И теперь им остаётся только прятаться, и смотреть, смотреть, кусая губы, и сжимая кулаки, как какие-то деловитые и равнодушные неуязвимые металлические монстры уничтожают то, что многие годы было их домом. Домом всего племени!

Джон ощущал странную раздвоенность, и дикость ситуации.

Он был и землянином, который понимал, что тут происходит. И – аборигеном, что тоже… Понимал. И осознавал.

Но совершенно в других категориях.

Хотя – так же однозначно и чётко.

Это – смерть.

Кто-то там, наверху, на небесах, или там, где обитают Боги, всё решил. И вот – их постигло наказание. Но – за что?! Они же ничего настолько греховного не сделали?!
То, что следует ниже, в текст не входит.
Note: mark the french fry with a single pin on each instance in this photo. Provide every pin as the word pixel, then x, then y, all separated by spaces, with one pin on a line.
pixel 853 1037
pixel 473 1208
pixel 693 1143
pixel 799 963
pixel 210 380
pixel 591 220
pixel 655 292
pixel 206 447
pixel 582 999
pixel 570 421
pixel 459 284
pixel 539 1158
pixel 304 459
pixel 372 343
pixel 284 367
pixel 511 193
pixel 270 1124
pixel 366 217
Что-то словно ударило Джона по голове, больно уколов: это подлетевший сзади странно жужжащий предмет выстрелил в него, а затем – и в напарника, чем-то острым! Какой-то иглой, которая вонзилась в шею! И теперь его тело как-то слабеет, и слабеет, растекаясь по земле, словно жидкая грязь…

В уши ударил грохот и скрежет!

Он…

Очнулся на койке на гаупвахте!

 

 

Ах, вот что его разбудило!

В двери щёлкало и скрежетало.

Наконец кто-то отпер замок, и дверь открылась.

Раздались голоса, и звук удаляющихся по коридору шагов: охранник, что ли, ушёл?

– Буду спорить, вы тут сидите совсем голодный. – на пороге появился доктор Гарибэй собственной персоной, и Джон невольно сглотнул: в руках у доктора оказался контейнер с отделениями-ячейками для пищи: и первое, и второе, и даже вожделённый компот!

Джон встал с койки. Правда, честь отдать не забыл, как бы ни сверлил взглядом вожделённый поднос:

– Спасибо, доктор, сэр! Вы чертовски точно сказали: голодный. Но… Как же вам…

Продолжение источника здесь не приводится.